KontraS menilai Jokowi seolah terpenjara oleh komitmennya sendiri yang dituangkan dalam visi, misi, dan program dalam merespons penanganan kasus pelanggaran HAM berat masa lalu.
Beritainternusa.com,Jakarta – Komisi Untuk Orang Hilang dan Korban Tindak Kekerasan (KontraS) menyatakan perkembangan penyelesaian kasus pelanggaran Hak Asasi Manusia berat masa lalu di era Presiden Joko Widodo jalan di tempat. KontraS menilai Jokowi tidak serius dan serampangan dalam menuntaskan pelanggaran HAM berat masa lalu.
“Peta nasib penuntasan pelanggaran HAM berat masa lalu pada era Presiden Joko Widodo dalam setahun belakangan menunjukkan ketidakseriusan,” tulis KontraS dalam Catatan Hari HAM 2018 Senin (10/12).
KontraS menilai Jokowi seolah terpenjara oleh komitmennya sendiri yang dituangkan dalam visi, misi, dan program dalam merespons penanganan kasus pelanggaran HAM berat masa lalu. Jokowi, menurut KontraS, juga selalu merespons penyelesaian HAM berat masa lalu dengan pelbagai jawaban normatif dan mengawang-awang.
Staf Divisi Pemantauan Impunitas KontraS, Dimas Bagus Arya menuturkan penanganan pelanggaran HAM berat masa lalu cenderung offside. Hal itu terlihat dari inisiatif Menko Polhukam Wiranto membentuk Tim Gabungan Terpadu untuk penyelesaian pelanggaran HAM berat masa lalu. Ia menilai pembentukan tim itu tidak memperhatikan mekanisme akuntabilitas dan prinsip keadilan bagi korban.
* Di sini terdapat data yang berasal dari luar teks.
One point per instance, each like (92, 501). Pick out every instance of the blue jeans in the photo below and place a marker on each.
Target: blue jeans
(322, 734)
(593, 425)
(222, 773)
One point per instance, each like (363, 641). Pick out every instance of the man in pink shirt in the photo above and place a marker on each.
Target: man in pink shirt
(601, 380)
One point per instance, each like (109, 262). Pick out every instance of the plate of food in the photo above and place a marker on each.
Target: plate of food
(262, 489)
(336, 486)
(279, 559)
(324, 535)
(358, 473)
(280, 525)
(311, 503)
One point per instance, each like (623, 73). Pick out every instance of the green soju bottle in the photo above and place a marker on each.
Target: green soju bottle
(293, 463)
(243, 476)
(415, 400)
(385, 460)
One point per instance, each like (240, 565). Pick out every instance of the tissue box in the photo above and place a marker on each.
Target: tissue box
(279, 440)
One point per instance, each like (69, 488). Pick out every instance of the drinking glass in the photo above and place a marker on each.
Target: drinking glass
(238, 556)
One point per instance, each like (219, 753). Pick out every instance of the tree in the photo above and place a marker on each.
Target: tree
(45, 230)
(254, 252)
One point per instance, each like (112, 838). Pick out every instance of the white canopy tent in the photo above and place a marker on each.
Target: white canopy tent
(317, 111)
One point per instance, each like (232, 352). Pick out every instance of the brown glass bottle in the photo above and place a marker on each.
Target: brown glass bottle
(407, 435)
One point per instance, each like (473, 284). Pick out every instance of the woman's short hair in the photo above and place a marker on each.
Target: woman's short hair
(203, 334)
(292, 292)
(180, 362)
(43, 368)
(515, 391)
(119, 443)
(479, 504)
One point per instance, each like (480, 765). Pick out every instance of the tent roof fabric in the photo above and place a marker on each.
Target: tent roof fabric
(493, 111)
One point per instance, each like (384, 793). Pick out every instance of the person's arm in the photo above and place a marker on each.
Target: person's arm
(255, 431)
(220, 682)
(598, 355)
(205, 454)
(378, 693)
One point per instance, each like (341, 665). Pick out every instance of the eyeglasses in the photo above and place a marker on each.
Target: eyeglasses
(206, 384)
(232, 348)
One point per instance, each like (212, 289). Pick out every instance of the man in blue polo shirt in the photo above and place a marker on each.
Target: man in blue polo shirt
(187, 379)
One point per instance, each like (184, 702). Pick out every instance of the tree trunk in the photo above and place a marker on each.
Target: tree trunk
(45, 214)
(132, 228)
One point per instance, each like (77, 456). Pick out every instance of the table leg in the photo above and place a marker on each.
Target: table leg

Tak hanya itu, ia juga berkata keterlibatan Menkopolhukam dalam merumuskan tim gabungan bertentangan dengan Perpres Nomor 7 tahun 2015 dan Perpres 43 Nomor 2015 yang menjelaskan kewenangan Menkopolhukam hanya bersifat koordinasi.
“Di samping itu, penyelesaian pelanggaran HAM di Indonesia diatur dalam UU Nomor 26/2000 tentang Pengadilan HAM, di mana UU tersebut tidak mengatur kewenangan Menkopolhukam dalam penyelesasian pelanggaran HAM berat,” ujar Dimas.
Dimas mengatakan, penyelesaian pelanggaran HAM berat masa lalu dapat dilakukan lewat dua instrumen hukum, yakni lewat Pengadilan HAM dan rekonsiliasi. Mekanisme Pengadilan HAM, kata dia, sudah dijelaskan dalam UU Nomor 26/2000. Sementara instrumen rekonsiliasi nampakpadaTAP MPR Nomor V Tahun 2000 tentang Pengadilan HAM yang memberi ruang untuk membentuk Komite Kebenaran dan Rekonsiliasi (KKR).
“Keduanya bersifat saling mengisi satu sama lain dan tidak bisa berjalan salah satu,” ujarnya.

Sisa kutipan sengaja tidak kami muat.